Domanda elementare, se volete, e quasi scontata, ma che spesso abbiamo disimparato a farci, indaffarati come siamo a tamponare le mille richieste di una quotidianità impersonale e anonima. Che cosa significa per me essere felice? Detto in altri termini, che cosa dà senso alla mia vita? Per che cosa vale la pena faticare, combattere, desiderare, amare? Quali sono le priorità che mi do? E infine, in rapporto a che cosa l’uso che faccio del mio tempo mi permette di dire che è tempo speso bene?
La vita non può semplicemente essere “sicura”, deve avere un senso.
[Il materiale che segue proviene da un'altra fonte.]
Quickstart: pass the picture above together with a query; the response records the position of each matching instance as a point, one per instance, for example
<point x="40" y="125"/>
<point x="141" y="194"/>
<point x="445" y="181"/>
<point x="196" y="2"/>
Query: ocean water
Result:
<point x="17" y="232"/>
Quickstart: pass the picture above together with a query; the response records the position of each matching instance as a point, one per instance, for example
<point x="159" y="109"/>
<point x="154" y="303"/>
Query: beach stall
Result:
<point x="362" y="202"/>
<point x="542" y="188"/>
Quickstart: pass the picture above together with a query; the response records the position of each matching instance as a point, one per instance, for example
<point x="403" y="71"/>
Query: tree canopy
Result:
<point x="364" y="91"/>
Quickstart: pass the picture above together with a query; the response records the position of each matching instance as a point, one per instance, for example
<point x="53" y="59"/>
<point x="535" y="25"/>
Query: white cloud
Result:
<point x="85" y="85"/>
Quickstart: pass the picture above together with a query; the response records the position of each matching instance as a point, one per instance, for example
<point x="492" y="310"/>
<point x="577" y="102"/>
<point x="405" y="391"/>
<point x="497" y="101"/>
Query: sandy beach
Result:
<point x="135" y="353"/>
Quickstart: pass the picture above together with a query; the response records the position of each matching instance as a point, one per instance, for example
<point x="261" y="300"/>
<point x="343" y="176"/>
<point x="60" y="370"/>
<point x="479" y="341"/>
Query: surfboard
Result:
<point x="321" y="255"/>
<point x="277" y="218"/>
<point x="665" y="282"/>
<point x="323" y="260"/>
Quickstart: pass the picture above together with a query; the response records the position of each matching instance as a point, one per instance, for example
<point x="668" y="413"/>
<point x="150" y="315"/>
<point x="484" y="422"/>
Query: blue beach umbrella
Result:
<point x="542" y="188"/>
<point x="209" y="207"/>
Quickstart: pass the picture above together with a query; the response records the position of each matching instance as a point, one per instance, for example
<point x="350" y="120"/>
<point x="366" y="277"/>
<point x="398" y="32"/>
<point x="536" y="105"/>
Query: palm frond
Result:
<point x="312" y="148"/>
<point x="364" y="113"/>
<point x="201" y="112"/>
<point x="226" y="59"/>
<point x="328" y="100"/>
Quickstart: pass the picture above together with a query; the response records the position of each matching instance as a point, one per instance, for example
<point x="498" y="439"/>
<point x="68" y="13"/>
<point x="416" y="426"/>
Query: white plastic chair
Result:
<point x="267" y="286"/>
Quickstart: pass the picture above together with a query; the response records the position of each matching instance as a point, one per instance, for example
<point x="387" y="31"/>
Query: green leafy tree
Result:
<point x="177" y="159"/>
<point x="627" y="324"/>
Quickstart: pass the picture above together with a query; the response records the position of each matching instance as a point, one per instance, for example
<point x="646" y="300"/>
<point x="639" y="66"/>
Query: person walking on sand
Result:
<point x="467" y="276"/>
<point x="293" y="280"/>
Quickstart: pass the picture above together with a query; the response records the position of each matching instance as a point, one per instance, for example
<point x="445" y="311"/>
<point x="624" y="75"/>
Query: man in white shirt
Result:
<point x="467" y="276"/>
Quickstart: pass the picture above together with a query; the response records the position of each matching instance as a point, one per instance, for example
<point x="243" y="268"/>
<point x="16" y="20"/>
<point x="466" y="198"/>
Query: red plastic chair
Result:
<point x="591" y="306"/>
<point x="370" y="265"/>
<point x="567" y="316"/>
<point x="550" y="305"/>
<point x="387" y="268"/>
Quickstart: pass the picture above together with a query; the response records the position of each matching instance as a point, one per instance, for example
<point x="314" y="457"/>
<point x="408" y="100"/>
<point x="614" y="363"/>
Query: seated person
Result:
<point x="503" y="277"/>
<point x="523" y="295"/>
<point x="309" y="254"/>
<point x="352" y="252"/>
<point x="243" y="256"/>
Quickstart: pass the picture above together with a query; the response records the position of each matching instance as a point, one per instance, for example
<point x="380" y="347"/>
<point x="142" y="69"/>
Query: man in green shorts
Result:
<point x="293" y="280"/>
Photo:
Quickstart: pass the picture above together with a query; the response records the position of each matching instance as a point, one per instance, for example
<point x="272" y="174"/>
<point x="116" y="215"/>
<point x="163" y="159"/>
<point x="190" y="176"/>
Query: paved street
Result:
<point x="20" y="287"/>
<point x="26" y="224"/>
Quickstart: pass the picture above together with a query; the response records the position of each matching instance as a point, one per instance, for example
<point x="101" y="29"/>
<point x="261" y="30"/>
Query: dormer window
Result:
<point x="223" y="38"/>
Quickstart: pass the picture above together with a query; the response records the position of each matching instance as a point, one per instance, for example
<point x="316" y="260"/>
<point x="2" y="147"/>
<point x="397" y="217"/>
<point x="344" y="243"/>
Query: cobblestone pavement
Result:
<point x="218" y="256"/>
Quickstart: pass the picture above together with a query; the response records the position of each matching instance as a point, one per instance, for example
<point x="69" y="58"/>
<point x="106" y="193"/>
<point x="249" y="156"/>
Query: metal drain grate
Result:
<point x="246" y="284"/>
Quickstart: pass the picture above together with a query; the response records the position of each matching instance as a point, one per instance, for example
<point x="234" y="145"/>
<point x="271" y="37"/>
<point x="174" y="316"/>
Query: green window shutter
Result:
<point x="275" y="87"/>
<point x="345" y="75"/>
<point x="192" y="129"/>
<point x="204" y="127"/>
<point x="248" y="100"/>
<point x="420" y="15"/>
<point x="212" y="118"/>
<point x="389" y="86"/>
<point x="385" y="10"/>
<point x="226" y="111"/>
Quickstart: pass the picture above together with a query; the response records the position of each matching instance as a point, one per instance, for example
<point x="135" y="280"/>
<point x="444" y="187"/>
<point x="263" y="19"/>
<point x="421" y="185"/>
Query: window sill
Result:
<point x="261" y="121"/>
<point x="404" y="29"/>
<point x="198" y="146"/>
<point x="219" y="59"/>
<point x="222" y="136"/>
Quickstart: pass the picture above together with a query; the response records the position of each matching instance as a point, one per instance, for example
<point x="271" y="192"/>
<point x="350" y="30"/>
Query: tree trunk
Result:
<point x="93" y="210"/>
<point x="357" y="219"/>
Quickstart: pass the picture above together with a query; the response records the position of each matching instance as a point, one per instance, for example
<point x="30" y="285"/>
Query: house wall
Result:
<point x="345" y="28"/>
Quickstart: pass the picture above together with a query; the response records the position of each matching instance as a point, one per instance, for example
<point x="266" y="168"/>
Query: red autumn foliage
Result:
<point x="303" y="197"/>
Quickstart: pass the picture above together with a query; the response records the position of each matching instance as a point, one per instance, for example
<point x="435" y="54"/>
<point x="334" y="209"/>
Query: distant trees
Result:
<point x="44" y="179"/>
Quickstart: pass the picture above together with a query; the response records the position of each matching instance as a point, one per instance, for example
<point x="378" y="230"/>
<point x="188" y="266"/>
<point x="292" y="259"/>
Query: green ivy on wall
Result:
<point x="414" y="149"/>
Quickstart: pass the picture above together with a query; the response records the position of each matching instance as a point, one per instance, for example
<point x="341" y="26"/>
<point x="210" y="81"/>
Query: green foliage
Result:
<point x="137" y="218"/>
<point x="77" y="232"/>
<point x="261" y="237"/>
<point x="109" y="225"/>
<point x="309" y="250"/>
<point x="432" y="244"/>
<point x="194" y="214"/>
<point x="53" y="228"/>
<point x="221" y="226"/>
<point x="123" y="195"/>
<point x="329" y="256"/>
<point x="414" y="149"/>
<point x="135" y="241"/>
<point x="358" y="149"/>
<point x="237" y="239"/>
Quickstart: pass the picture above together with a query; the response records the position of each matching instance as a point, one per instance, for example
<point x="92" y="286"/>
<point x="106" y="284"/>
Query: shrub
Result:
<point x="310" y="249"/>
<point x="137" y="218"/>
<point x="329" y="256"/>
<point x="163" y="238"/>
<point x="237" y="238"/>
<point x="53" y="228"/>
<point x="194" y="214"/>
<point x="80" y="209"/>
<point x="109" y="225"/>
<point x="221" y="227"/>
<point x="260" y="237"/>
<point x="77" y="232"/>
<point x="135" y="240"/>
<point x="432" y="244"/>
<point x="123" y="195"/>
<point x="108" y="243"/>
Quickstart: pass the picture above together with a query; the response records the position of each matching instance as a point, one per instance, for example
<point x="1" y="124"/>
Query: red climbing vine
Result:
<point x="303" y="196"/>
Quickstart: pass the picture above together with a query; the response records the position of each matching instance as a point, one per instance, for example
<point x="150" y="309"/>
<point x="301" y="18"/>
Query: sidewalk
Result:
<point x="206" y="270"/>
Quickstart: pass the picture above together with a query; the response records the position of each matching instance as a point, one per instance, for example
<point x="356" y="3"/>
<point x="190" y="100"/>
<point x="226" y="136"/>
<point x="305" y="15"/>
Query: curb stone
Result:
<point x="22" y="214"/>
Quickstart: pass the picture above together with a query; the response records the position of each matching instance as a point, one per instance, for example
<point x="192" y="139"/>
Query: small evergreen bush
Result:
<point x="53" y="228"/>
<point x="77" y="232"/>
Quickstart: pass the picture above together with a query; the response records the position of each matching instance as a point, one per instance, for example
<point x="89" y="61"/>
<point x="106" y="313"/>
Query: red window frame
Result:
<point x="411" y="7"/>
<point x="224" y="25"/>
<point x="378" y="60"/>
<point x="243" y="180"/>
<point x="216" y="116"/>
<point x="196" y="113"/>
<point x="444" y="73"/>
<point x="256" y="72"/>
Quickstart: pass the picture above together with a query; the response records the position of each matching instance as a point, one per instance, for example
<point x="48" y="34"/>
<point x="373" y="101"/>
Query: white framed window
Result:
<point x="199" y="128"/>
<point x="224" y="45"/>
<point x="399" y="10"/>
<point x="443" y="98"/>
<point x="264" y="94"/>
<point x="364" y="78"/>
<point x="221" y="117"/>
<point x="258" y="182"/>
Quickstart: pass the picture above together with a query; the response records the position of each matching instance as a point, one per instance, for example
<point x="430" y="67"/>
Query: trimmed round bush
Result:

Già Freud aveva ben chiaro questo aspetto quando diceva che “L’umanità ha sempre barattato un po’ di felicità per un po’ di sicurezza”. E la felicità, per come l’Occidente ha declinato questa esperienza emotiva, è strettamente intrecciata con il dare e l’avere un senso. “La felicità è quella vita che realizza nella maturità il sogno della giovinezza”, ama ricordare il filosofo Carlo Sini.
Cosa tutt’altro che semplice, sia nella realizzazione concreta che nella possibilità di vedere chiaro ciò che ci muove. Quasi mai, infatti, quelli che diciamo essere i nostri obiettivi e ciò che ci raccontiamo dare senso alla nostra vita è la motivazione che ci muove nel profondo. Ed è in questo scollamento inavvertito che spesso si nasconde il disagio esistenziale e psicologico (ma su questo avremo occasione di tornare in rapporto al meccanismo dell’autoinganno…).
Permettetemi un’ultima parentesi a chiusura di questa piccola riflessione, che, come tutto il suo contenuto, può essere condivisa o meno. Siamo abituati a inseguirla, la felicità, come se fosse sempre di là da venire, in rapporto a un obiettivo spesso definito sulla base di istanza sociali e collettive (una certa posizione sociale, un tipo di riconoscimento anziché un altro, uno status desiderabile “per tutti”). Declinata su un piano strettamente personale, e riferita a un vissuto unico, la felicità suona spesso molto più vicina di quanto non possa apparire se osservata attraverso categorie astratte e universali, e il suo approssimarsi appare come un lasciare che accada più che un combattere per il suo raggiungimento.